A primeira disposição é uma grande estima pela verdade, que nos leve a não negligenciar nenhum conhecimento; a segunda é não se envergonhar de aprender, mesmo com aqueles que nos são inferiores; a terceira é a de praticar a humildade quando já possuirmos a ciência.
O engenho se desenvolve pela leitura e pela meditação, que são os dois grandes meios pelos quais a verdade se comunica à inteligência.
A meditação começa pela leitura, mas ela não é submetida às suas regras.
A leitura é o começo da ciência, e a meditação o seu coroamento. Aquele que ama a meditação e que se torna familiar com ela por um exercício freqüente prepara para si mesmo uma vida agradável e encontrará, na tribulação, uma grande consolação. É ela sobretudo que separa nossa alma do ruído tumultuoso das coisas terrenas, e que nos faz gozar, ainda nesta vida, como que as primícias da bem aventurança eterna. Na meditação a alma aprende a conhecer, pelas criaturas, aquele que as fez.
Hugo distingue três graus na meditação: o pensamento, a meditação propriamente dita e a contemplação.

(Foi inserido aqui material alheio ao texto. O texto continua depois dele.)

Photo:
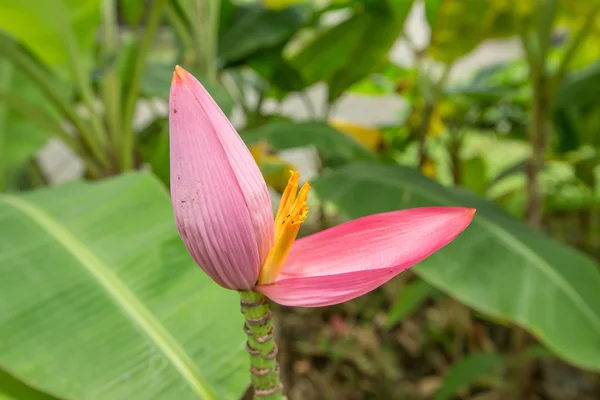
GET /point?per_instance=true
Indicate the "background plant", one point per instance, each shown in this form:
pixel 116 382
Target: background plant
pixel 99 296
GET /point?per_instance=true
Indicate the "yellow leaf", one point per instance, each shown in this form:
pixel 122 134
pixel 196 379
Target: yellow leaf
pixel 428 169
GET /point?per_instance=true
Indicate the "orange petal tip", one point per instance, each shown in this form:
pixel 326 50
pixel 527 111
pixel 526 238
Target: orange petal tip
pixel 179 75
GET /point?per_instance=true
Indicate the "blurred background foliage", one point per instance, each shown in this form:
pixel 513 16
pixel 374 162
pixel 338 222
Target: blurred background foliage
pixel 98 297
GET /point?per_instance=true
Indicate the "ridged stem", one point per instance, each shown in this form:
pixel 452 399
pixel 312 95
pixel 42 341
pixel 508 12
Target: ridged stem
pixel 261 346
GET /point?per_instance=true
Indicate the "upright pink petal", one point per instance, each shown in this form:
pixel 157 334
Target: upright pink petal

Ele estabelece esta distinção entre a meditação e a contemplação: a meditação tem como objeto uma verdade ainda obscura, e a contemplação uma verdade evidente. Na meditação o espírito procura descortinar um véu; na contemplação ele goza da verdade que possui. A contemplação começa pelas criaturas, e se eleva ao Criador, repousando nEle.
É, portanto, pela meditação e pela contemplação que se alcança a ciência. Não é somente a curiosidade que nos deve mover em busca da verdade, deve ser também o desejo da perfeição, porque, para Hugo, a finalidade da ciência é o pleno desenvolvimento das faculdades do homem. A ciência coloca o homem em possessão da verdade que é o princípio da vida, e dá ao amor o seu objeto próprio. A inteligência marcha em conquista da verdade; o amor repousa em sua posse; é o triunfo após o combate, a paz depois da guerra. A inteligência principia a obra, o amor a coroa. A ciência não deverá jamais separar estas duas grandes faculdades; ela deverá desenvolver e aperfeiçoar tanto uma quanto a outra, de outra maneira não cultivaria senão uma parte do homem e seria incompleta.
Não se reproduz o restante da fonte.